A secretary general must be chosen unanimously.
The four candidates are current Ecuadorean oil minister Wilson Pastor-Morris, former Iranian oil minister Gholamhossein Nozari, former Iraqi oil minister Thamer Ghadban and former Saudi Arabian governor Majid Moneef.
As recently as September 24, Iran’s OPEC governor, Mohammad Ali Khatibi said Iran wanted the job to go to Nozari and would not support candidates from other countries.
On October 23, after the panel meeting in Vienna, students’ news agency ISNA quoted Khatibi saying that it was possible that OPEC would not be able to agree on a new secretary general in December.
Assuming Iran refuses to back the Saudi candidate and that Saudi Arabia refuses to back the Iranian, will either country support the Ecuadorean or Iraqi candidate in an attempt to find a compromise? Before you try to answer this question, cast your mind back a few years and recall that ministers chose Badri only after OPEC had been three years without a secretary general. And that is only one, recent example of how long winded the process of filling the job can be.

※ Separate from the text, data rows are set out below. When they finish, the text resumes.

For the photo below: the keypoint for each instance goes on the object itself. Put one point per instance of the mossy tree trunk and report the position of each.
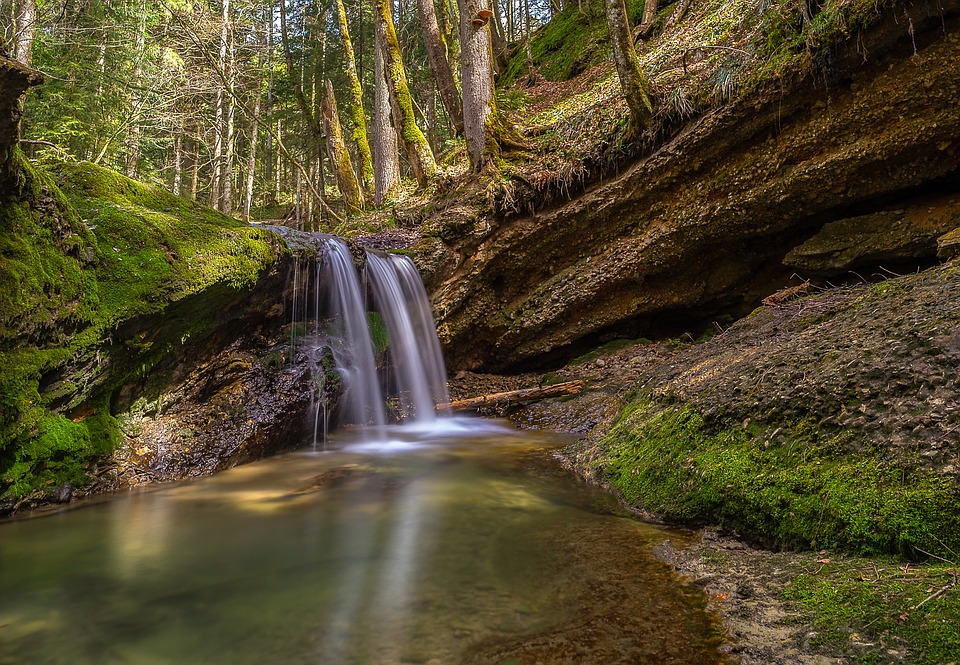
(15, 79)
(634, 84)
(338, 153)
(484, 127)
(356, 101)
(649, 17)
(24, 22)
(414, 142)
(386, 173)
(439, 65)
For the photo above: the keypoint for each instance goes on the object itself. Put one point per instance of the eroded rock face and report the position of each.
(701, 227)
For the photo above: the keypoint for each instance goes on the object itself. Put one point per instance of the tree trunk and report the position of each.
(356, 101)
(481, 118)
(501, 57)
(177, 161)
(649, 18)
(414, 142)
(252, 157)
(496, 400)
(634, 84)
(195, 176)
(229, 140)
(24, 25)
(339, 155)
(386, 174)
(439, 65)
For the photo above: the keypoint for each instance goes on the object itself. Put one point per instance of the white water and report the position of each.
(349, 340)
(414, 348)
(332, 310)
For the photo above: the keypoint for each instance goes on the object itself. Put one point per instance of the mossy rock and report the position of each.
(84, 253)
(787, 487)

Arguably, the secretary general is the public face of OPEC and failure to agree on a secretary general serves to amplify the differences between member countries on other more important issues such as crude production policy.

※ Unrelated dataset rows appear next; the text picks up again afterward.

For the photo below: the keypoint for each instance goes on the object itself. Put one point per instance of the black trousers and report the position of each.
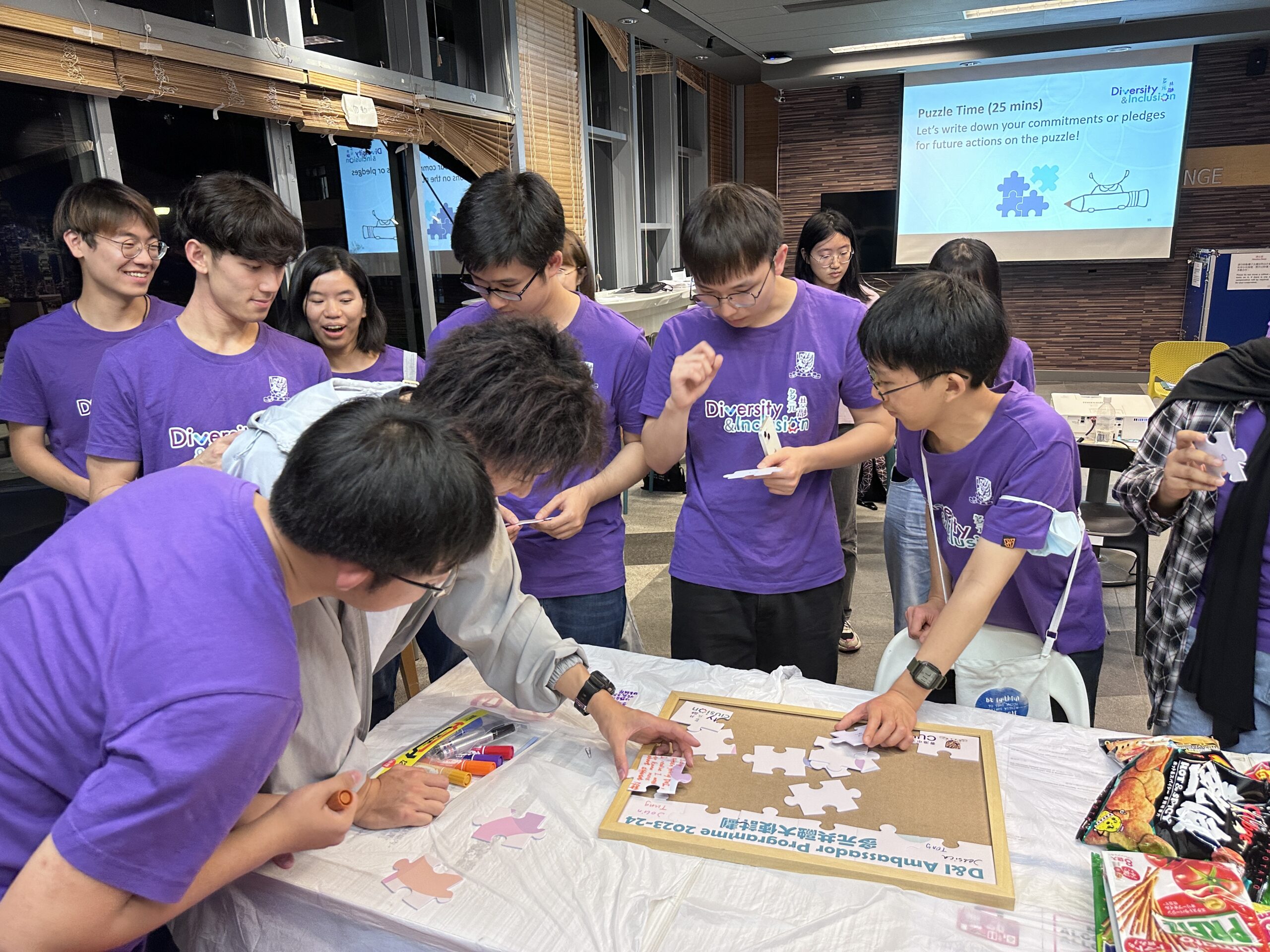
(1089, 663)
(743, 630)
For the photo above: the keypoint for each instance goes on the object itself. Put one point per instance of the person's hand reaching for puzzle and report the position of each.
(889, 720)
(404, 796)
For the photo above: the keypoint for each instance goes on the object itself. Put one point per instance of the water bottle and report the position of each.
(1104, 427)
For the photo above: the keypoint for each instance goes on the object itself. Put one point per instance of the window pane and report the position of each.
(455, 42)
(351, 197)
(162, 148)
(45, 148)
(223, 14)
(352, 30)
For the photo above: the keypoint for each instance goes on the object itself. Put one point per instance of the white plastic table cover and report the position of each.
(575, 892)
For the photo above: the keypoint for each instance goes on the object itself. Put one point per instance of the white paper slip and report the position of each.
(743, 474)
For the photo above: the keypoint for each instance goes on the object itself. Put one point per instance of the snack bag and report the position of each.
(1175, 804)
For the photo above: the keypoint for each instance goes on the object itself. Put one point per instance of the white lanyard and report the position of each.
(1052, 631)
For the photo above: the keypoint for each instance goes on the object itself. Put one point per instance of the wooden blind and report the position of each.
(550, 103)
(694, 75)
(616, 41)
(719, 106)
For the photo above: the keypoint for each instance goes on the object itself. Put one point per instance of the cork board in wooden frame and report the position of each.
(945, 831)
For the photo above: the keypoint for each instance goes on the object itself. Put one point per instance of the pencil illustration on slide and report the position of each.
(1112, 197)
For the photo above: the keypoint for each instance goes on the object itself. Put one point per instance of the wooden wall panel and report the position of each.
(719, 105)
(1075, 316)
(761, 136)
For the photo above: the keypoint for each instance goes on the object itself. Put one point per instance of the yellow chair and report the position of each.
(1170, 359)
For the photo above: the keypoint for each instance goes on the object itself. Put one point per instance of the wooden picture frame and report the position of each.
(955, 785)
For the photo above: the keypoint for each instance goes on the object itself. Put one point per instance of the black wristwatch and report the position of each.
(926, 674)
(596, 682)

Those differences were shown in high relief at the June 2011 meeting when a Saudi-led Gulf move to increase output was opposed by other countries and the conference broke up without agreement on production levels.
Six months later, in December, ministers managed to agree on an overall 30 million b/d output ceiling — but without any distribution of quotas — which they extended for a further six months in June this year.
Amid great uncertainty over the global economy in the year ahead, OPEC will be best placed to decide production policy if there is cohesion in the ranks — something which will be greatly compromised if squabbling over the secretary general job spills over into the wider arena.